Yeah, my conspiracy theory is Nvidia is somehow influencing the decision. If you can do Vulkan with Ollama, it opens up people to using Intel/AMD/other iGPUs and you might not be incentivized to buy an Nvidia GPU.
ROCm support is not wonderful. It's certainly worse for an end user to deal with than Vulkan, which usually 'just works'.
I agree. AMD should just go all in on vulkan I think, The ROCm compatibility list is terrible compared to...every modern device and probably some ancient gpus that can be made to work with vulkan as well.
Considering they created mantle, you would think it would be the obvious move too.
Vulkan is Mantle.
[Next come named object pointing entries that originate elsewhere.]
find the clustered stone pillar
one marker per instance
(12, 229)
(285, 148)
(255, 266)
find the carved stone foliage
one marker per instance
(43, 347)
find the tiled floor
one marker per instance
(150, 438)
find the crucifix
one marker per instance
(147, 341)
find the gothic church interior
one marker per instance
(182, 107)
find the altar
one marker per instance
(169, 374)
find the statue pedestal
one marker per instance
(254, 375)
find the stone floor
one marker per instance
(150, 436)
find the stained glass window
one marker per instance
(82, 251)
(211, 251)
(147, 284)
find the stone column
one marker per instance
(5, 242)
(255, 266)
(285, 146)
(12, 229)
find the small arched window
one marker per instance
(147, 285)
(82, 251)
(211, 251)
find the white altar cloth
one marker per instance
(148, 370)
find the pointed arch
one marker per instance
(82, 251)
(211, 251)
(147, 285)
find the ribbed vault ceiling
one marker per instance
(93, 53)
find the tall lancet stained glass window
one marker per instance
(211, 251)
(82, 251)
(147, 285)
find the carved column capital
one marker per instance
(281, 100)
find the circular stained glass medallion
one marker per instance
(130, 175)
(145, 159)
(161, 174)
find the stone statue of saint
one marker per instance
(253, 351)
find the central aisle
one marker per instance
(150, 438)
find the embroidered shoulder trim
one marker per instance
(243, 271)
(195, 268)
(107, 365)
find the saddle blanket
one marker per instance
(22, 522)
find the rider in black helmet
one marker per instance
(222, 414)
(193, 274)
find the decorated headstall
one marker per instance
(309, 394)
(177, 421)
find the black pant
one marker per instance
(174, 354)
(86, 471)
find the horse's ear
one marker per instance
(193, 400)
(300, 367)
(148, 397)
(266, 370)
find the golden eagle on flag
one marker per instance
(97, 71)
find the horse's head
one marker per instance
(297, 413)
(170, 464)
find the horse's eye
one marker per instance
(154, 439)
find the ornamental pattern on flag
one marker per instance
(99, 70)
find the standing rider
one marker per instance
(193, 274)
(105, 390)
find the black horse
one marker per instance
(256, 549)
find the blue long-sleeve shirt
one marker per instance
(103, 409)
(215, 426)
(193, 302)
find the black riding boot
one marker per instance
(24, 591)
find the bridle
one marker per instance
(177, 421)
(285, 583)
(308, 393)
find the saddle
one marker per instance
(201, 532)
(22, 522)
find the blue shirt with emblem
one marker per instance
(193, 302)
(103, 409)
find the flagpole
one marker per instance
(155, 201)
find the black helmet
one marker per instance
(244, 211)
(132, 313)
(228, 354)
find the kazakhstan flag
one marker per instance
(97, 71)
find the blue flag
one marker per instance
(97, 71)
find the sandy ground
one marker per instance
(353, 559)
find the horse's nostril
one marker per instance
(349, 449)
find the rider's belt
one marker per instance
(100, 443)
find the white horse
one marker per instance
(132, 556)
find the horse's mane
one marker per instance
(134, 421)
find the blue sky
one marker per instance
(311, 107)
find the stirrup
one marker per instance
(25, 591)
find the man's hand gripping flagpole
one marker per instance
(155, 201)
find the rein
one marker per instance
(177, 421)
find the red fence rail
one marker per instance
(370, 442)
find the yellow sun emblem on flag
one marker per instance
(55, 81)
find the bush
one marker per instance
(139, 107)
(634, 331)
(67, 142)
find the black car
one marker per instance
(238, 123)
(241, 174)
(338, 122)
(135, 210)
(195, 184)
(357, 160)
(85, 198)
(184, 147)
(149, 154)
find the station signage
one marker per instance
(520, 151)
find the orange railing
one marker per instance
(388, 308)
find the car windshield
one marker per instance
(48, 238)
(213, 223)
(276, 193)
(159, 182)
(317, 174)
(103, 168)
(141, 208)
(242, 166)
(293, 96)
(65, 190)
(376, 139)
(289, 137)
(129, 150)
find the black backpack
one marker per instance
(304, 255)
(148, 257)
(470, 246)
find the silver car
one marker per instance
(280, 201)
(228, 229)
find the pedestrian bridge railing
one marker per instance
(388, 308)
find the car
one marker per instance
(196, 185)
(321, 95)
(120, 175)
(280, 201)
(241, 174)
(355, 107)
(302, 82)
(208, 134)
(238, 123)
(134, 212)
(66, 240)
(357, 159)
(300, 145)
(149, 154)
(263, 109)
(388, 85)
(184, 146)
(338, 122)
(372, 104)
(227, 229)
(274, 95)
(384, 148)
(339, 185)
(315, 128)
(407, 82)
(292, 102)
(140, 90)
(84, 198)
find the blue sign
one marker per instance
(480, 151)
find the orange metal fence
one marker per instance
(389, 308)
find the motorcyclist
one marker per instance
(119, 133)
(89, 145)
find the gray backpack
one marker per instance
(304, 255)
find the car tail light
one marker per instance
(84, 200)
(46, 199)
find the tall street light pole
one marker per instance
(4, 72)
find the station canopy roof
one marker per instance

Vulkan was developed out of the original Mantle API that AMD brought to Khronos. What do you mean "AMD should just go all in on Vulkan"? They've been "all in" on Vulkan from the beginning because they were one of the lead authors of the API.
iGPUs (and NPUs) are not very useful for LLM inference, they only help somewhat in the prompt pre-processing phase. The CPU has worse bulk compute but far better access to system memory bandwidth, so it wins in token generation where that's the main factor.
My conspiracy theory is that it would help if contributors kept the Vulkan Compute proposed support up to date with new Ollama versions; no maintainer wants to deal with out-of-date pull req's.
ROCm support is not wonderful. It's certainly worse for an end user to deal with than Vulkan, which usually 'just works'.